Convert Count to TPM for Secondary Analysis
I have read this article about data conversion: https://kb.10xgenomics.com/hc/en-us/articles/115003684783-How-to-calculate-TPM-RPKM-or-FPKM-instead-...
However, I want to use sigEMD (https://github.com/NabaviLab/SigEMD) for Differentially Expressed Gene analysis, they required to have log2(TPM+1) values as input. I also read some articles regarding conversion from count to TPM, but they need the effective gene length to calculate that, which I don't know how to get from the count matrix generated from cellranger.
Could you please inform me how to do this? Thank you
Re: Convert Count to TPM for Secondary Analysis
Thank you for your question.
We don't calculate TPM (transcripts per kilobase million), because 10x single-cell gene expression assay is 3' or 5'-based and there is no disproportionate read counting due to transcript length.
In traditional RNA-seq data, complete transcripts are fragmented followed by cDNA synthesis, end repair, and adapter ligation.

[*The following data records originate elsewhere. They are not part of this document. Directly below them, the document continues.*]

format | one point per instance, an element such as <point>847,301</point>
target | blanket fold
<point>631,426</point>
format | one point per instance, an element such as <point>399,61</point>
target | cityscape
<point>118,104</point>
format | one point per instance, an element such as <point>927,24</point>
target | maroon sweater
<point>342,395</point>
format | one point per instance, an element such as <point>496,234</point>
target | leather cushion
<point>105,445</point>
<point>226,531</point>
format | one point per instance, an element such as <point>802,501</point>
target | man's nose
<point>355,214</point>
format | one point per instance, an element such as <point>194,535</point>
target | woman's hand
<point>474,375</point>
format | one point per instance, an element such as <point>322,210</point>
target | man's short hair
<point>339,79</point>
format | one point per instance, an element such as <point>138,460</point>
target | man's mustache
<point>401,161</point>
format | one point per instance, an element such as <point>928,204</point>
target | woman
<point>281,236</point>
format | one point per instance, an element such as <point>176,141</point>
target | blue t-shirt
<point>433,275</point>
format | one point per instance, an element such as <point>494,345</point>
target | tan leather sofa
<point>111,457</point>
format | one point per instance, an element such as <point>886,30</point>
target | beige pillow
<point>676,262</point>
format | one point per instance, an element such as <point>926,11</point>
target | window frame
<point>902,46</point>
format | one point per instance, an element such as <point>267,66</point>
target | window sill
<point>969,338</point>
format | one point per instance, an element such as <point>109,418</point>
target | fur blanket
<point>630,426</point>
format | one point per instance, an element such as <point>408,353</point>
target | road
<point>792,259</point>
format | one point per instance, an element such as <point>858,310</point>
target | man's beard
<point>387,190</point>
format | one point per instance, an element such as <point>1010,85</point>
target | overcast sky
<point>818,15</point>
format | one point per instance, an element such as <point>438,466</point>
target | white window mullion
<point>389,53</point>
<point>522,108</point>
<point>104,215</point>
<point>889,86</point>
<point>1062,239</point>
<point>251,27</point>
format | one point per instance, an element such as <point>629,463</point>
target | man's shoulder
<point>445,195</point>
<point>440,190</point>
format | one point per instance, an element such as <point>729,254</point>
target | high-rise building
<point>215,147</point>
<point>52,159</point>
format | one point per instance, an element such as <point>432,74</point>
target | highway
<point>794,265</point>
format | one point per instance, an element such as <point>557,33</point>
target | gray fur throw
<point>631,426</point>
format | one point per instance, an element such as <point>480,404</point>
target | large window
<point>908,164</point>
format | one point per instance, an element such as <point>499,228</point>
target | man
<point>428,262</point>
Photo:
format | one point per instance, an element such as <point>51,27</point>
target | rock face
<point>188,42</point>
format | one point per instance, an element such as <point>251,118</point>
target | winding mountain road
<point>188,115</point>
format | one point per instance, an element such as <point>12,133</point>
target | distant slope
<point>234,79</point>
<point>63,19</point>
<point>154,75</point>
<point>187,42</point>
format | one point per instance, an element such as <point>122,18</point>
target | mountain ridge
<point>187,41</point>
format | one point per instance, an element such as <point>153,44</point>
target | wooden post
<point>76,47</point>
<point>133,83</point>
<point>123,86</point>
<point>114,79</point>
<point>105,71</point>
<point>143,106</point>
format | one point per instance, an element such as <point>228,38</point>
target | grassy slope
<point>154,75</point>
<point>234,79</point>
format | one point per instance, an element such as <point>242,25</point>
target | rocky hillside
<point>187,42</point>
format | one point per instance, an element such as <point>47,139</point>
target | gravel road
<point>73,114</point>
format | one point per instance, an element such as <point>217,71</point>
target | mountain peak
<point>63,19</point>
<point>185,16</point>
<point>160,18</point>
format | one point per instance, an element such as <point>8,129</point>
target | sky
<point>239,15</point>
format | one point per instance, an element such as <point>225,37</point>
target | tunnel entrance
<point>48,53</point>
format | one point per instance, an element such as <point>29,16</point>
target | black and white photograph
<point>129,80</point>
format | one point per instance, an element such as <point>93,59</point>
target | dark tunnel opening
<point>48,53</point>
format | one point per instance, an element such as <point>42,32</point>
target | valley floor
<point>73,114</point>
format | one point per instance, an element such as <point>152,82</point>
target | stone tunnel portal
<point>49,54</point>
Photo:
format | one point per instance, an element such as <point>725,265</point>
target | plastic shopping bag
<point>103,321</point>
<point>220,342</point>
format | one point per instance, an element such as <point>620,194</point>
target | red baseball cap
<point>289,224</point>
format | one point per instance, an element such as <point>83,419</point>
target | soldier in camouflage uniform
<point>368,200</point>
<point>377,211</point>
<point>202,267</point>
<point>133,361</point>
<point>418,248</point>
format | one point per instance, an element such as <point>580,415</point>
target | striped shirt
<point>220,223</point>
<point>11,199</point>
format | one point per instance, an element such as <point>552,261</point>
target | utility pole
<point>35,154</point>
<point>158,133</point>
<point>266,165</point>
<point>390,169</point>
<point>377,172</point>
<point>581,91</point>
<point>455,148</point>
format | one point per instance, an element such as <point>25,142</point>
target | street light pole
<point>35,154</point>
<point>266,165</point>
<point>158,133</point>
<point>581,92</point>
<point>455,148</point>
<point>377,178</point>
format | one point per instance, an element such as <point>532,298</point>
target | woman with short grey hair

In this workflow, the probability of sampling a fragment from a long transcript is larger than from a short one. Therefore, it makes sense to normalize read counts by the length of the transcript. However, in 10x single cell 3' or 5' gene expression assay, this bias does not exist. Therefore, we would not advise on normalizing reads counts by gene length.
If you are interested in knowing more about our UMI counting algorithms, you can find more detail here: https://support.10xgenomics.com/single-cell-gene-expression/software/pipelines/latest/algorithms/ove....
In addition, sigEMD is not developed by 10x and we cannot assist you with any issue you might experience using it. I would suggest contacting the developer of the tool for any questions. I apologize for any frustration caused by using this third-party tool and hope the developer can assist you in getting it to work.